Causal inference in partially linear structural equation models

TL;DR

This paper develops a comprehensive theory for the identifiability of partially linear additive structural equation models with Gaussian noise, including new characterization methods and a score-based estimation procedure with proven consistency.

Contribution

It introduces a unified framework for identifiability of PLSEMs, bridging linear and nonlinear cases, and proposes a novel score-based estimation method with theoretical guarantees.

Findings

Provided a complete characterization of PLSEMs generating a given distribution.

Developed a score-based estimation procedure with proven high-dimensional consistency.

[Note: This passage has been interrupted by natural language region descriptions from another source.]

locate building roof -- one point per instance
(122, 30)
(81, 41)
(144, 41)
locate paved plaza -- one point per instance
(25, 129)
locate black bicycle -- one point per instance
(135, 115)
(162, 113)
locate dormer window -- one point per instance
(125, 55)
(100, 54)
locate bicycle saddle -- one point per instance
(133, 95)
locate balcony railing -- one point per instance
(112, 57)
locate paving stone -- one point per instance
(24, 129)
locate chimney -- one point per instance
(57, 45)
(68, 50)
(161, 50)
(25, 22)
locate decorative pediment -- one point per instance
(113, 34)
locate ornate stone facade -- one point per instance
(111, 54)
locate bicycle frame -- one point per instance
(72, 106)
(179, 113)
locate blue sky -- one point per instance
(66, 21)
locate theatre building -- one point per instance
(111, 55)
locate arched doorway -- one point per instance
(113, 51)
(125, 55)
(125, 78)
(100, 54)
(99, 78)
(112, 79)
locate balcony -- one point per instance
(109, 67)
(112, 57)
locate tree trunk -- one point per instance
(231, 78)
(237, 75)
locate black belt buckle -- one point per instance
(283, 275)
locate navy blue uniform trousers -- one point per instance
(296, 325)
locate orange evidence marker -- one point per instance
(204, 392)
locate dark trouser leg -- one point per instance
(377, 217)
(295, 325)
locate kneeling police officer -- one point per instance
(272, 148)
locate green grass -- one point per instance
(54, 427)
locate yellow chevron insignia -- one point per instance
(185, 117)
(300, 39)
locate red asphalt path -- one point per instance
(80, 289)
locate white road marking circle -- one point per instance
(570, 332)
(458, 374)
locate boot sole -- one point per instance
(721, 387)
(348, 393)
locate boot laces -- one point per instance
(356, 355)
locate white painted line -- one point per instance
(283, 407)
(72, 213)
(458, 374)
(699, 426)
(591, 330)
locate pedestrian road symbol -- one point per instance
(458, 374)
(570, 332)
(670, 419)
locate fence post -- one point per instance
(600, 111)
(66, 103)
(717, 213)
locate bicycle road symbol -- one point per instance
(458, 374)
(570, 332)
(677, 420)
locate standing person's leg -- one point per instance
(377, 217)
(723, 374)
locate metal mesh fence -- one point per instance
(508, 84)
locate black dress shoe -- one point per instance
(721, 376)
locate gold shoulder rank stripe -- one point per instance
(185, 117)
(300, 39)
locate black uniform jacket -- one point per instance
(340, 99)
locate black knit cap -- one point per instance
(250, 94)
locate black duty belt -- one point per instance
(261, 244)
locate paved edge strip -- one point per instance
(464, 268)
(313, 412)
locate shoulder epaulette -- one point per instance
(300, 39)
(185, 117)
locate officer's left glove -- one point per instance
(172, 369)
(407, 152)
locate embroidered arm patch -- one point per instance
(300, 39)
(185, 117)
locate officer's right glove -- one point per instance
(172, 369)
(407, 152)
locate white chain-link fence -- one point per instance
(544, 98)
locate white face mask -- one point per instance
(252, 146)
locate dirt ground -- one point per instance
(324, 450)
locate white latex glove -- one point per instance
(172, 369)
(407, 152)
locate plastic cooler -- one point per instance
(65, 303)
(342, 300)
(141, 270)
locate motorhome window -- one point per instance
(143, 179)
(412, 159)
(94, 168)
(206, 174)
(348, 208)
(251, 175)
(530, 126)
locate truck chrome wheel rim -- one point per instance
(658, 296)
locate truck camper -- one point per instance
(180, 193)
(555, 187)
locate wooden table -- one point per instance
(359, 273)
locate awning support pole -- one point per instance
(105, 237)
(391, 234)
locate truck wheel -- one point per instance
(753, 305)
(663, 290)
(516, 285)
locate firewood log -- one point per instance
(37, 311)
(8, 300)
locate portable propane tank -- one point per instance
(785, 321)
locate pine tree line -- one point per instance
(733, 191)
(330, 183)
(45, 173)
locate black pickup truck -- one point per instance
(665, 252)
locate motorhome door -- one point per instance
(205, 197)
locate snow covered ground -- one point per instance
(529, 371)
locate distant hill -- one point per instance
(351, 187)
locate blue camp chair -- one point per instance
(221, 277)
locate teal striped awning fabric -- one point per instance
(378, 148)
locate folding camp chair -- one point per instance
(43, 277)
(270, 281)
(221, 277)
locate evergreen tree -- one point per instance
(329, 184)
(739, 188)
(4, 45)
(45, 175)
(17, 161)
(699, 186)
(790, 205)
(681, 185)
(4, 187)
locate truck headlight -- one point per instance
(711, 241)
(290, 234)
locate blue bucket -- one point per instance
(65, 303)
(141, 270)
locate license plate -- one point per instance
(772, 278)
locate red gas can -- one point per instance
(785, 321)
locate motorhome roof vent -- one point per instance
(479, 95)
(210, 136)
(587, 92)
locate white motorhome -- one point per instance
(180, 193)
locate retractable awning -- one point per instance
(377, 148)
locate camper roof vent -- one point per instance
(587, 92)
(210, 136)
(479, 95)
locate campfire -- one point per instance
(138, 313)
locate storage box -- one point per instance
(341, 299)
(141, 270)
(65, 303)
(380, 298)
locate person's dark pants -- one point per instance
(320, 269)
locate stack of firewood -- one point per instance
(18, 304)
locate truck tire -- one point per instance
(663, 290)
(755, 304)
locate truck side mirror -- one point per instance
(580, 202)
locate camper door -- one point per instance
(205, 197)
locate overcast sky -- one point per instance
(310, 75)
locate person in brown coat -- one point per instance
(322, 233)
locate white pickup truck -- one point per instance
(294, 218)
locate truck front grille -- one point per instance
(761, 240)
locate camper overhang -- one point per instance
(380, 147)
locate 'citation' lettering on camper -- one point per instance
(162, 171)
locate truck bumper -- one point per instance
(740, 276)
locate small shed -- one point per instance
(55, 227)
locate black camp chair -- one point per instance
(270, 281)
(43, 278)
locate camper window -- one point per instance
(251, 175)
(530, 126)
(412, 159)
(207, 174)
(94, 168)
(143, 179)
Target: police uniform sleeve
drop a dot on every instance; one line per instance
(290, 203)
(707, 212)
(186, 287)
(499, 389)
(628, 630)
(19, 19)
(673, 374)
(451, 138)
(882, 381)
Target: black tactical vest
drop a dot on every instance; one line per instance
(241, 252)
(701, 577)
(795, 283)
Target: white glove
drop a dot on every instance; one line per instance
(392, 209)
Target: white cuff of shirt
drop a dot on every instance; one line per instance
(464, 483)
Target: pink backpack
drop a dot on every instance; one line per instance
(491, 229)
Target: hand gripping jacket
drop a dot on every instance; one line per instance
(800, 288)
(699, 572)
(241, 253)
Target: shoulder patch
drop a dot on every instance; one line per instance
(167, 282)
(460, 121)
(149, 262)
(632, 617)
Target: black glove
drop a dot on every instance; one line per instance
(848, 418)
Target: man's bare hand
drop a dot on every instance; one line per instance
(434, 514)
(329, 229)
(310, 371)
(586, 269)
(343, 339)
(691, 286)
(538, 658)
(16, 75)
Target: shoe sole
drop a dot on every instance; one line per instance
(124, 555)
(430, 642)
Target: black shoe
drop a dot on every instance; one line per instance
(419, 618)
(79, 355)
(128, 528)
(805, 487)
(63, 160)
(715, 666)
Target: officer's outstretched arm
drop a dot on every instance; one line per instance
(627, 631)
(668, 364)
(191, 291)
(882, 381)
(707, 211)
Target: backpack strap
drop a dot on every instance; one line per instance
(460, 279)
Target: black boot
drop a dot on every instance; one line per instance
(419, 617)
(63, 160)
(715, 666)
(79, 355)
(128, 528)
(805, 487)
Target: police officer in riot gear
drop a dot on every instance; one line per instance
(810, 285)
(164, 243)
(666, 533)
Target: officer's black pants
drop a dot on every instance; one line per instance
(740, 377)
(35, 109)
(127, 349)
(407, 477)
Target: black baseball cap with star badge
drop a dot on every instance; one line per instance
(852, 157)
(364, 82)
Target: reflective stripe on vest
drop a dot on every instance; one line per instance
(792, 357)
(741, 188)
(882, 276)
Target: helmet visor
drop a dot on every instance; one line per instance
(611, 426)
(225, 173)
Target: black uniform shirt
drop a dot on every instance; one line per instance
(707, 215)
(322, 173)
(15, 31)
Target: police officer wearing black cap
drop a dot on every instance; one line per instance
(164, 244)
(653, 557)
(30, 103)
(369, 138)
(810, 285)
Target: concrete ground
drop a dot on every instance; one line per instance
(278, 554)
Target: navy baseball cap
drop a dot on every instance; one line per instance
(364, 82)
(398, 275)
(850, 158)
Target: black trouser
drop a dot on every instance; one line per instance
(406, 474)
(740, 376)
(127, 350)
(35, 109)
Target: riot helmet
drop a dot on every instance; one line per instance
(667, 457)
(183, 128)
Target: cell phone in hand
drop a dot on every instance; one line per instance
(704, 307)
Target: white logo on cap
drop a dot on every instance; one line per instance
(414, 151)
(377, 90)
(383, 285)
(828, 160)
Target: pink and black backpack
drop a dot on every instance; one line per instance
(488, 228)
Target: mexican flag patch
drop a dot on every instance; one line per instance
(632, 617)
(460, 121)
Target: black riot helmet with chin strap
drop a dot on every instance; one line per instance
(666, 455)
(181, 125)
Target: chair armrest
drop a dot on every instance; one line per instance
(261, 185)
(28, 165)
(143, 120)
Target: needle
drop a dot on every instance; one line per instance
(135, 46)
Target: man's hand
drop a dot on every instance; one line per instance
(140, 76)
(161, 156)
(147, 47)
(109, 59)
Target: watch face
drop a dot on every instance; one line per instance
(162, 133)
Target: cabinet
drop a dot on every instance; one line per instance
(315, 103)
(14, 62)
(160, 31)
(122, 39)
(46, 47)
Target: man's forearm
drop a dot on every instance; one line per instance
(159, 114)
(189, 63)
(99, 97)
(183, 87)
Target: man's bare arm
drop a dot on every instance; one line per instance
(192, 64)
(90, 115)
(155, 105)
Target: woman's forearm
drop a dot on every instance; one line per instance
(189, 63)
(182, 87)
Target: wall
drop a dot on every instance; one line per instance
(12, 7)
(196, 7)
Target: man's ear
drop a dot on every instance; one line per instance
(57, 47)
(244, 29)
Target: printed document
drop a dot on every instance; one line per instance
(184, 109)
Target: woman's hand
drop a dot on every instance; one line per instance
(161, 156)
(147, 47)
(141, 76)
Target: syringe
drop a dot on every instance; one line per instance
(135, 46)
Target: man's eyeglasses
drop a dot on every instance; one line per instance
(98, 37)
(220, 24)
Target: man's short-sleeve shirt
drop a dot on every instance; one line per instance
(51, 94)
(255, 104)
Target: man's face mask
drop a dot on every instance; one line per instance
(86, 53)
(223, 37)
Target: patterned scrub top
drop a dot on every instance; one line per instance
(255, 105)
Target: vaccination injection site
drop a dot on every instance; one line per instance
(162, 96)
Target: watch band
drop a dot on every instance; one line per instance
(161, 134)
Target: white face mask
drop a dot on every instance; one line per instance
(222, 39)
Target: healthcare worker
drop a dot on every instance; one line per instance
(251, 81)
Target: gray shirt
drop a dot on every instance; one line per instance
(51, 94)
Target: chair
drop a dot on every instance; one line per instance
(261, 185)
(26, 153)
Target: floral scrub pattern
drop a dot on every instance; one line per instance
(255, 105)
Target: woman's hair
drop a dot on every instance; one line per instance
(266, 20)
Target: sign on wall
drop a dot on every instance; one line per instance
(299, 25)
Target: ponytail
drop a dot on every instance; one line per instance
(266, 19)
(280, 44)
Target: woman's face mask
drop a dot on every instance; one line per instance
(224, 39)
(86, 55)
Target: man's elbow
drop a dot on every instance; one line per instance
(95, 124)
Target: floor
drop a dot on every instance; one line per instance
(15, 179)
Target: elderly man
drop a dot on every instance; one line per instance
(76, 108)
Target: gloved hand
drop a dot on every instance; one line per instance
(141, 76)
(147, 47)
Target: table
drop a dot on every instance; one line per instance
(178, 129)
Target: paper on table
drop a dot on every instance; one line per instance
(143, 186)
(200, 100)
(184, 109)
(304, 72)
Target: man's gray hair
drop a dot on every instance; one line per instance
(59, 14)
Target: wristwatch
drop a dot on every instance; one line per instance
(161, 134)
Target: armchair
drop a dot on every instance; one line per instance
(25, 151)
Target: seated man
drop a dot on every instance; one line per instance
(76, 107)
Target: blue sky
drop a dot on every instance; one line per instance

Demonstrated the method's effectiveness on simulated datasets.

Abstract

We consider identifiability of partially linear additive structural equation models with Gaussian noise (PLSEMs) and estimation of distributionally equivalent models to a given PLSEM. Thereby, we also include robustness results for errors in the neighborhood of Gaussian distributions. Existing identifiability results in the framework of additive SEMs with Gaussian noise are limited to linear and nonlinear SEMs, which can be considered as special cases of PLSEMs with vanishing nonparametric or parametric part, respectively. We close the wide gap between these two special cases by providing a comprehensive theory of the identifiability of PLSEMs by means of (A) a graphical, (B) a transformational, (C) a functional and (D) a causal ordering characterization of PLSEMs that generate a given distribution P. In particular, the characterizations (C) and (D) answer the fundamental question to which extent nonlinear functions in additive SEMs with Gaussian noise restrict the set of potential causal models and hence influence the identifiability. On the basis of the transformational characterization (B) we provide a score-based estimation procedure that outputs the graphical representation (A) of the distribution equivalence class of a given PLSEM. We derive its (high-dimensional) consistency and demonstrate its performance on simulated datasets.